【コメント】「健康保険証の廃止ありき」で突き進む岸田政権に強く抗議する


立憲民主党 政務調査会長
長妻 昭


 本日、岸田総理は、来年秋の健康保険証の廃止について、廃止方針を堅持する考えを会見で表明した。わざわざ会見を開く意味があったのか甚だ疑問だ。多くの国民は保険証廃止の延期・撤回を求めており、与党内からも同様の声が上がっていた。いったいこれまで、どんな国民の声を聞いたのか?「保険証の廃止ありき」で進む岸田政権に強く抗議する。
 また、来秋の保険証廃止は、状況によっては見直すとの趣旨の話もあった。しかし、現時点ではっきり方針を表明しないと無益な資格確認書の作業が進んでしまいかねない。

 私たち立憲民主党は、デジタル化は日本にとって喫緊の課題であると考えている。しかし、国民の不安を置き去りにして強引に突き進むと、かえってデジタル化が後退してしまう。これは他のデジタル先進国の貴重な教訓である。政府は、個人情報は国民の所有物であることを自覚した上で、「不安払拭なくしてデジタル化なし」を肝に銘じなければならない。
 河野デジタル大臣が昨年10月に突然、「2024年度秋に現在の健康保険証の廃止を目指す」ことを打ち上げ、先の通常国会でトラブルが頻発し不安が高まる中、政府・与党が健康保険証を廃止するマイナンバー法等改正案の成立を強行した。

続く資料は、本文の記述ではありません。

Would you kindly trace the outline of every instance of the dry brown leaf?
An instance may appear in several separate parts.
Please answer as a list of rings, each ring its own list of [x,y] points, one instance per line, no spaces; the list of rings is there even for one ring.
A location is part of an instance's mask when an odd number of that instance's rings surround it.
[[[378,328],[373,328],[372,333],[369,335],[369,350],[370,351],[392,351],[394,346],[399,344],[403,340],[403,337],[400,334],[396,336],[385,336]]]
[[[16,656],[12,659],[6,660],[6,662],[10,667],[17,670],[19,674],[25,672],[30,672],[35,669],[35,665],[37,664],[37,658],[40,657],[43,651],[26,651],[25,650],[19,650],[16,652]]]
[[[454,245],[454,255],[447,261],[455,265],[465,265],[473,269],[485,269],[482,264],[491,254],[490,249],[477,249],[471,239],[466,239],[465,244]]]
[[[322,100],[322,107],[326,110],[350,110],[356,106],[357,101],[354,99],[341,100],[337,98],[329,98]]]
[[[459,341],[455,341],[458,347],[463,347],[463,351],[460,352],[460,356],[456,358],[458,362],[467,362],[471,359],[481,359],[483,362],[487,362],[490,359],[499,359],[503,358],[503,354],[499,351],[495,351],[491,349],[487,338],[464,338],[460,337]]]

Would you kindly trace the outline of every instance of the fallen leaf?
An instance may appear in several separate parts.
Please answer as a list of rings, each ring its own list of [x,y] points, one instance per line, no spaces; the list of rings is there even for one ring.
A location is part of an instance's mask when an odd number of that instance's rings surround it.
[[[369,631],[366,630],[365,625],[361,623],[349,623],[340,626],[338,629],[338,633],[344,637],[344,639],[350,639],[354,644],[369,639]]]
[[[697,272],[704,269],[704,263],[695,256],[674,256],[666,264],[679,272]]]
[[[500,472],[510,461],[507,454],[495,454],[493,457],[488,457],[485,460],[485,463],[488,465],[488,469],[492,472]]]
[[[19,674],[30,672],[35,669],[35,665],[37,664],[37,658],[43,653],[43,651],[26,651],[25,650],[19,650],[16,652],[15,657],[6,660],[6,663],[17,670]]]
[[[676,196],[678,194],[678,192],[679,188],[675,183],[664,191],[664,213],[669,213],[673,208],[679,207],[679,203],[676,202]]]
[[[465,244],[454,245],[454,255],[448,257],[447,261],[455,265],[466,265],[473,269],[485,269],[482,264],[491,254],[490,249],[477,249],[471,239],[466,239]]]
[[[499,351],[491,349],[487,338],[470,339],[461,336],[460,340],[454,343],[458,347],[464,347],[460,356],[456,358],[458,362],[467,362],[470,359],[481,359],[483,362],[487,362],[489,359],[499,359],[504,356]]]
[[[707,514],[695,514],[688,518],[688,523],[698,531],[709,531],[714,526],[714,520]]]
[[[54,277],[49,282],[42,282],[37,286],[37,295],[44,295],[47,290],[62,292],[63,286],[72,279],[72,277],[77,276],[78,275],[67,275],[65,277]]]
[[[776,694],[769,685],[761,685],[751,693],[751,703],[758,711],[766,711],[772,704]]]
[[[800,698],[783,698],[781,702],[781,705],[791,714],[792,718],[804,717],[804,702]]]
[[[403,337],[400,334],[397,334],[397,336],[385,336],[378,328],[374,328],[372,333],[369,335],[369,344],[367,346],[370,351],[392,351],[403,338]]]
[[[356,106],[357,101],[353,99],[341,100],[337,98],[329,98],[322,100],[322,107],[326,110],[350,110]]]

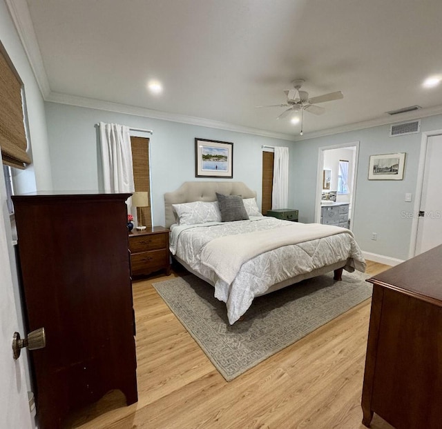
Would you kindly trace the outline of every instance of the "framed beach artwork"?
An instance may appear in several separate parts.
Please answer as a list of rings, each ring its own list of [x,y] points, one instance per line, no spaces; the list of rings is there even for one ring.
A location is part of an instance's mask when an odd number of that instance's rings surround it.
[[[402,180],[405,163],[405,153],[372,155],[368,168],[368,179]]]
[[[195,139],[195,177],[232,179],[233,143]]]

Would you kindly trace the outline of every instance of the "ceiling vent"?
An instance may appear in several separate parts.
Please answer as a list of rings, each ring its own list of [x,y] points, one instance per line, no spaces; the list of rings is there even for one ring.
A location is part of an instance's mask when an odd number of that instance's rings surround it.
[[[406,113],[407,112],[414,112],[414,110],[419,110],[422,108],[420,106],[409,106],[407,108],[402,108],[401,109],[398,109],[397,110],[390,110],[390,112],[387,112],[388,114],[398,114],[399,113]]]
[[[416,134],[421,131],[421,121],[412,121],[403,123],[392,125],[390,129],[390,137],[403,136],[405,134]]]

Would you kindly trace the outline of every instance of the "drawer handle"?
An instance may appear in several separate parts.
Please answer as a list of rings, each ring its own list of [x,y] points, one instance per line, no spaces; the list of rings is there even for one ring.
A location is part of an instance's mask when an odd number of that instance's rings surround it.
[[[140,240],[142,244],[148,244],[152,240]]]

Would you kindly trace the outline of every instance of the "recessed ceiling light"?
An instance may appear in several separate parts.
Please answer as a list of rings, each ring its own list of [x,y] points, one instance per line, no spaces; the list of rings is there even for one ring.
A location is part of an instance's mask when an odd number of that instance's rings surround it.
[[[160,94],[163,90],[163,86],[158,81],[149,81],[147,88],[153,94]]]
[[[439,76],[432,76],[423,81],[422,86],[425,88],[434,88],[434,86],[437,86],[441,80],[442,79]]]

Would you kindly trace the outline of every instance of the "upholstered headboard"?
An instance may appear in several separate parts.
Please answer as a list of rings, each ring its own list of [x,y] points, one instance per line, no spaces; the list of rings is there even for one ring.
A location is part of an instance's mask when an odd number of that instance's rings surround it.
[[[178,189],[164,194],[166,228],[175,223],[172,204],[193,201],[215,201],[216,192],[256,198],[256,192],[241,181],[186,181]]]

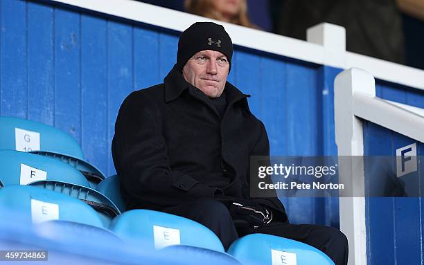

このことが、現在の混乱を招いている。
政府は、マイナンバーカードは希望する人が持つと任意であることを強調していたが、このままでは、事実上の強制となってしまう。「リスクと便益(ベネフィット)を自分で判断して、マイナンバーカードを持つか否か、自分で判断させてほしい」ということを言いたい。

 岸田総理はマイナ保険証を持たない人向けに発行する資格確認書について、保険者が更新時期を最長5年の範囲で設定できるようにするほか、マイナ保険証を保有していないすべての人に交付することを示した。しかし、今の健康保険証と何が違うのか理解に苦しむ。膨大な資格確認書の交付には事務負担やコストが計り知れず、初めての資格確認書の膨大な事務作業でミスの多発や混乱が予想される。それをあえてやるのは理解不能だ。また、保険証と異なり、資格確認書はマイナ保険証と双方を所持することはできず、カードリーダーによる読み取り不能の場合は対応できなくなる。

  立憲民主党は、次期臨時国会の冒頭に健康保険証の廃止を延期する法案を提出することを検討している。過ちては改むるに憚ること勿れと言う。岸田政権はまずは、本法案に賛成して私たちの提案も聞いて国民の信頼が得られるデジタル化に舵を切ってほしい。